If the pandemic has upended lives for more than two years, the Russia-Ukraine war has only made the situation worse for working individuals and families. The salaried class have been most affected by the health crisis that has mutated into multiple crises.
Natural disasters caused by climate change have pushed the world to the edge of a catastrophe with oil prices hitting the roof. Food production in conflict areas has been severely impacted, and rising inflation is bearing down on low and middle-income households who are struggling to balance their budgets as they cut down on expenses. Economists are warning of a recession by the end of the year.
There’s gloom being forecast, but the UAE remains the lone bright spark, with the government moving swiftly to roll out a Dh28 billion support package for Emiratis to help them tide through a crisis brought on by global factors.
Citizens with lower incomes will benefit more as the President, His Highness Sheikh Mohamed bin Zayed Al Nahyan, has personally stepped in to double the total social support package from Dh14 billion.
The government has intervened at the right moment to provide succor to those in need. At the start of the pandemic, the UAE government moved to ease the burden on businesses and helped keep establishments running. Fees were waived and establishment costs were cut.

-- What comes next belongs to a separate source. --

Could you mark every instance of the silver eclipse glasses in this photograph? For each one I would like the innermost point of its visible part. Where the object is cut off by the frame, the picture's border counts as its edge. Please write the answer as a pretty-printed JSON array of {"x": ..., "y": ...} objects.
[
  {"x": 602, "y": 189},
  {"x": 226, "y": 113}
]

With the UAE’s recovery now on the fast track, the industrial sector has also made a strong comeback. The economy is riding high on oil, trade, tourism and manufacturing. It is also diversifying, expanding, and making an impact globally as it forges bilateral trade pacts with nations.
Domestically, its comfortable fiscal situation has enabled it to assist individuals and families. Under the new social scheme, support for citizens would be enhanced from Dh 2.7bn to Dh5bn. Housing aid, food, fuel, electricity and water subsidies are part of the package.
Assistance to unemployed citizens over the age of 45 will help them find their feet before they find their way back into the workforce. Inflation touched 3.3 per cent in the first quarter of the year.
Minister of Community Development, Hessa Buhumaid, said the hike in citizens’ subsidies is to tackle inflation. What’s noteworthy and deserves praise is the government’s decision to absorb 75 per cent of the food bill for lower-income Emiratis. This is to meet their “living requirements and provide them with a decent life.”
The leadership has an enduring bond with ordinary people and reaches out to them at a personal level when the going gets tough. And Sheikh Mohamed inspires as always. We are reminded of his words during the peak of the pandemic. “God willing, this crisis will pass. But we need to be a little patient,” he said in 2020. Those words hold true even today.